The winter weather that Ellensburg has experienced in the past few weeks has made me want to sit down and read a good book. And to keep it within the realm of feminism, I’ve decided to name a few of my favorite feminist reads that everyone should take a glance at. These books made history and challenged gender norms and politics, so I definitely recommend sitting down and reading these!


The Feminine Mystique - Betty Friedan

This book is known for its quintessential second wave feminist ideals. It was published in 1963 and soon became one of the first pieces of feminist theory to become a mainstream hit. Friedan discusses the idea of “MRS. Degree” mentality of higher education for women, along with the poor treatment of women with mental illness. This piece has shaped feminist theories for over half a century.


The Handmaid’s Tale - Margaret Atwood

Atwood’s The Handmaid’s Tale is a primary example of feminist speculative fiction.
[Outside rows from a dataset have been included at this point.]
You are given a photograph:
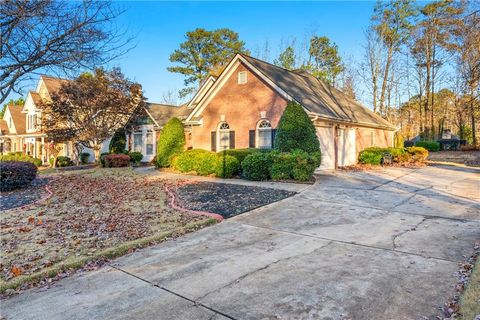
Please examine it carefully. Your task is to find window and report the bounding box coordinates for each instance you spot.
[218,122,230,151]
[257,120,272,149]
[238,71,247,84]
[133,132,143,152]
[145,130,153,156]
The story follows a woman who is a member of the fertile female servant class in a fundamental Christian-based dystopian government that is forced to reproduce with members of the ruling upper-class. In a time where women’s reproductive health is a topic of discussion, this novel remains pertinent thirty years after being published.


Sister Outsider - Audre Lorde

With the rise of intersectional feminism in recent years, Lorde’s Sister Outsider remains at the forefront of discussion. Lorde brings a queer, black, feminist perspective, which changed the way feminism is now looked at. Much of what has been derived from intersectional feminism is owed to Lorde and her collection of essays and speeches on homophobia, racism, and sexism.


The Golden Notebook - Doris Lessing

This 1962 Nobel Prize for Literature winning-novel discusses what was thought of as unspeakable; women as sexual beings. In a time where women were not thought of as creatures with sexual desires, this novel shocked many. Lessing discusses the nasty bits of feminine life with such a tone of raw emotion that was unheard of for a female author of that era.


The Second Sex - Simone de Beauvoir

Written in 1949, author and philosopher de Beauvoir’s book started as an autobiography discussing what she thought of herself as a woman and then everything else second. She combines sharp-witted critical theory with personal analogies that have been a part of feminist theory for seventy years.


Again, I urge everyone to pick up these books. These are the works of those who shaped modern feminism and women’s rights as a whole, and they lead to whole new discussions about humanity.